The World Bank and the IMF pressured African countries to abandon local, sustainable, small farm agriculture, which was seen as unproductive. Development policies pushed people to urban areas where they were to provide labor to industry. The theory: African industrial agriculture would produce export crops (coffee, cacao, cotton) to pay off their foreign debt, and Africans would use revenues from industry to import their food. The bank told Africans that this development strategy would result in increased family incomes and economic security, leading to lower population growth rates. The strategy failed, horribly.
There is no shortage of proven, equitable, and sustainable alternatives to the current industrial practices and corporate monopolies holding the world’s food hostage, and there are millions of people in the food justice movement working to advance these alternatives. The need is to democratize our food system in order to ensure equity and sustainability. This will require a social change in the way we manage food.
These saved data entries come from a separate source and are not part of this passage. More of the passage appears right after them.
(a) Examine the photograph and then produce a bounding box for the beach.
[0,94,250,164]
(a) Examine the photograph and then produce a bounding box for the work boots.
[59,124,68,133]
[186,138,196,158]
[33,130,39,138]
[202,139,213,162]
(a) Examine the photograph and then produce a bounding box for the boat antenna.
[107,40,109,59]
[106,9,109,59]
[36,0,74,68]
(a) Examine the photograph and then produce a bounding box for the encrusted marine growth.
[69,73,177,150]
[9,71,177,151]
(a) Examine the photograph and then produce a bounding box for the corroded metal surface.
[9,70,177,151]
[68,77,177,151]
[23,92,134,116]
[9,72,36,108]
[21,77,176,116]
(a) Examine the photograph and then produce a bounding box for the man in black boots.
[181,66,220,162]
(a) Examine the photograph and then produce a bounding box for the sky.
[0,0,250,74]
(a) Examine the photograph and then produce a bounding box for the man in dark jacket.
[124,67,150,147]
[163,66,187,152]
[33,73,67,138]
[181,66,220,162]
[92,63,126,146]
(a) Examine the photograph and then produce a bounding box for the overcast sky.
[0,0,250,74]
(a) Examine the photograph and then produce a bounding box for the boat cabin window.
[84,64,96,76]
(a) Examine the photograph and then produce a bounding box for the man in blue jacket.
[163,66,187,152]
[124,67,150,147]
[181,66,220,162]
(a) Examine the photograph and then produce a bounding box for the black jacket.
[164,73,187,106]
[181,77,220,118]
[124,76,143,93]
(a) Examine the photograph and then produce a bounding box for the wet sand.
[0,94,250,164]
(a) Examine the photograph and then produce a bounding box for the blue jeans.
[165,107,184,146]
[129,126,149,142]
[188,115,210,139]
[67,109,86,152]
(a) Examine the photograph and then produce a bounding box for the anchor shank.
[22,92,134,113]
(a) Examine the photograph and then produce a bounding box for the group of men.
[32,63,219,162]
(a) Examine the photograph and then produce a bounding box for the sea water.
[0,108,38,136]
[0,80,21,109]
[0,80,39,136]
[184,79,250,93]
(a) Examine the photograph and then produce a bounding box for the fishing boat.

We must reduce the political influence of the industrial agri-foods complex and reject official prescriptions for solving the world food crisis which call for more of the same policies that caused the crisis in the first place: e.g., more subsidies, greater reliance on food aid, more “free” trade, more fertilizers/additives/chemicals, and more Green Revolutions aka “gene revolutions.”
Expecting the institutions that built the current food system to solve the food crisis is ludicrous. So at the very least they should donate some of their time and expansive profits to charity. More corporate welfare and more technological gimmicks are happy meal news for an industrial foods complex seeking to ensure windfall profits and further consolidate monopoly power, but it will do nothing to end hunger in Africa or in our own country, as these food giants are not capable of re-structuring our inequitable global food system.